We are living in the digital age and everything is one the screens. However, a lot of documents are still being signed by hand. It is an old and traditional way of confirming authenticity of an important agreement or decision. With current technology faking a signature is relatively easy, but a team of scientists found a cheap way of confirming authenticity of paper documents.

This is how paper looks under a microscope. However, patterns can be observed using a simple camera. Image credit: Nicola Angeli/MUSE via Wikimedia(CC BY-SA 3.0)

Handwriting experts can analyse a single signature for hours and they will still fail to answer with certainty that the document is real. Current technologies allow faking signatures with extreme precision, which is pushing paper documents to extinction. However, because they are still used very widely, scientists did find a way to confirm their authenticity and effectively prevent forgery. The key in this new method is not recognizing real signatures, but looking at the unique fingerprint of the paper itself.

They always say that there are no people with identical fingerprints or two cats with noses with identical patterns. Paper is similar in this way – fibres are arranged in a unique random pattern. In fact, differences between two sheets of papers are so apparent that expensive imaging equipment is not needed to analyse these patterns. All you need is an off-the-shelf camera. Shining light through the paper enhances these patterns in the image, which allows for 100 % accuracy. Furthermore, even inappropriate handling of the document does not diminish this method – heated, soaked and scribbled paper can still be analysed for the unique fingerprint pattern.

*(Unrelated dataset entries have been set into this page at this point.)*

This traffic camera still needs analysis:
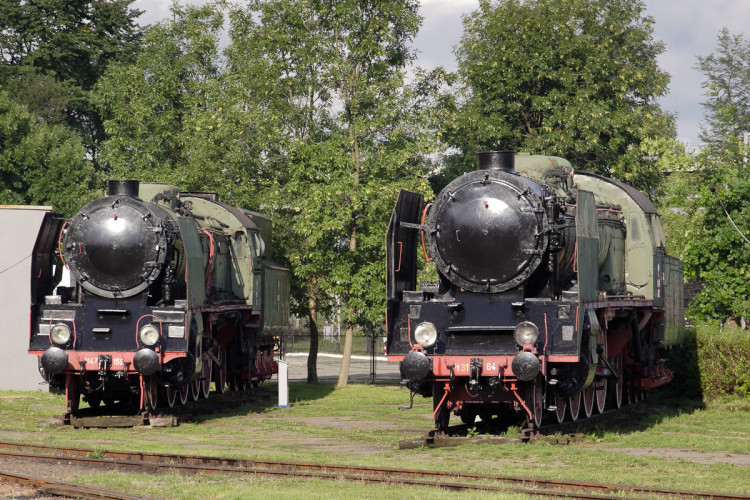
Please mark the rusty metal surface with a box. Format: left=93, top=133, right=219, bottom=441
left=0, top=442, right=750, bottom=500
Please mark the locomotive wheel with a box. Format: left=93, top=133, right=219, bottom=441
left=213, top=349, right=227, bottom=394
left=200, top=356, right=212, bottom=399
left=86, top=394, right=102, bottom=408
left=568, top=392, right=581, bottom=422
left=607, top=354, right=625, bottom=408
left=165, top=386, right=180, bottom=408
left=188, top=375, right=201, bottom=401
left=555, top=396, right=568, bottom=424
left=432, top=382, right=451, bottom=431
left=592, top=378, right=608, bottom=413
left=65, top=374, right=81, bottom=413
left=460, top=406, right=478, bottom=425
left=141, top=375, right=159, bottom=411
left=177, top=383, right=190, bottom=405
left=526, top=378, right=544, bottom=428
left=583, top=382, right=595, bottom=418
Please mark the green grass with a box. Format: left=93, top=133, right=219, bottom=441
left=0, top=383, right=750, bottom=499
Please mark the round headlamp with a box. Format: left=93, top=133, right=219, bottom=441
left=513, top=321, right=539, bottom=347
left=138, top=325, right=159, bottom=347
left=49, top=323, right=70, bottom=345
left=414, top=322, right=437, bottom=347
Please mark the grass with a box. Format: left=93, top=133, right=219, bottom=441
left=0, top=383, right=750, bottom=499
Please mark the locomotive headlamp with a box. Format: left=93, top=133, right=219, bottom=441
left=513, top=321, right=539, bottom=347
left=49, top=323, right=70, bottom=345
left=138, top=325, right=159, bottom=347
left=414, top=322, right=437, bottom=347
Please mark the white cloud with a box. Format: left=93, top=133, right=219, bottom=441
left=133, top=0, right=750, bottom=144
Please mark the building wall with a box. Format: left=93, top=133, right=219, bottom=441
left=0, top=205, right=50, bottom=391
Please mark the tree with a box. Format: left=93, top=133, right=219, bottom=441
left=0, top=91, right=97, bottom=216
left=0, top=0, right=141, bottom=159
left=665, top=29, right=750, bottom=322
left=227, top=0, right=438, bottom=386
left=446, top=0, right=675, bottom=192
left=695, top=28, right=750, bottom=151
left=94, top=3, right=267, bottom=201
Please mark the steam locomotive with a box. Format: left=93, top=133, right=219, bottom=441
left=29, top=181, right=289, bottom=416
left=386, top=151, right=683, bottom=429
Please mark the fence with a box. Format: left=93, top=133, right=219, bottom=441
left=281, top=329, right=383, bottom=356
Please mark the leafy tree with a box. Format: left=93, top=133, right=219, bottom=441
left=664, top=29, right=750, bottom=321
left=227, top=0, right=430, bottom=385
left=0, top=91, right=96, bottom=216
left=446, top=0, right=675, bottom=192
left=0, top=0, right=141, bottom=158
left=695, top=28, right=750, bottom=150
left=94, top=3, right=265, bottom=199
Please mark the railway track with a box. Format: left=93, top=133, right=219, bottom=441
left=0, top=441, right=750, bottom=500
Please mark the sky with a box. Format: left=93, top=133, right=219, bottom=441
left=133, top=0, right=750, bottom=146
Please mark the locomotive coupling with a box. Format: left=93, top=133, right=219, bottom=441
left=42, top=347, right=68, bottom=377
left=401, top=351, right=432, bottom=380
left=511, top=351, right=542, bottom=382
left=133, top=349, right=159, bottom=376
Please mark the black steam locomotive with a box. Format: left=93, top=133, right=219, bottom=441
left=29, top=181, right=289, bottom=414
left=386, top=152, right=683, bottom=429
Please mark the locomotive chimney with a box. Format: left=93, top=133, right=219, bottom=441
left=477, top=151, right=516, bottom=172
left=107, top=180, right=140, bottom=198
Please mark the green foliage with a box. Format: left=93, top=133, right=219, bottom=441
left=665, top=131, right=750, bottom=321
left=671, top=323, right=750, bottom=400
left=695, top=28, right=750, bottom=151
left=227, top=0, right=434, bottom=326
left=665, top=29, right=750, bottom=321
left=446, top=0, right=675, bottom=193
left=0, top=0, right=141, bottom=159
left=0, top=91, right=96, bottom=216
left=95, top=1, right=236, bottom=194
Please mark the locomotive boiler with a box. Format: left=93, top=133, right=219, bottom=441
left=29, top=181, right=289, bottom=415
left=386, top=151, right=683, bottom=429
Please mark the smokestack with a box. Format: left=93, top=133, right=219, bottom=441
left=477, top=151, right=516, bottom=172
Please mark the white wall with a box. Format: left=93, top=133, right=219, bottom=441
left=0, top=205, right=50, bottom=391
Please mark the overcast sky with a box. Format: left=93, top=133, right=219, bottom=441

All documents, printed on a translucent paper, can be analysed using this method: passports, agreements, receipts and so on. The best part about it is that it is cheap, compared to alternatives. How much would it cost for you to take a picture of a document after signing it? And now think about a microchip that can be inserted in the paper itself – the way they do this with passports. Of course, taking the picture with a simple standard camera is cheaper and easier.

Scientists designed a box, which is recognized by the algorithm. People just have to place the document in the box and take the picture. Later the original image can be compared with a document in question, which may be fake. Dr Siamak Shahandashti, one of the authors of the study, said: “our method basically provides an effective way to check if the sheet of paper the document is inscribed on is the same sheet used originally, hence catching copies and making counterfeiting practically impossible”.

Impossible may be a bold claim, but scientists are sure they removed any possibility of a human error and the method is 100 % accurate. And, most importantly, cheap. Paper is unique and no one can copy it with a precision required to fool this system.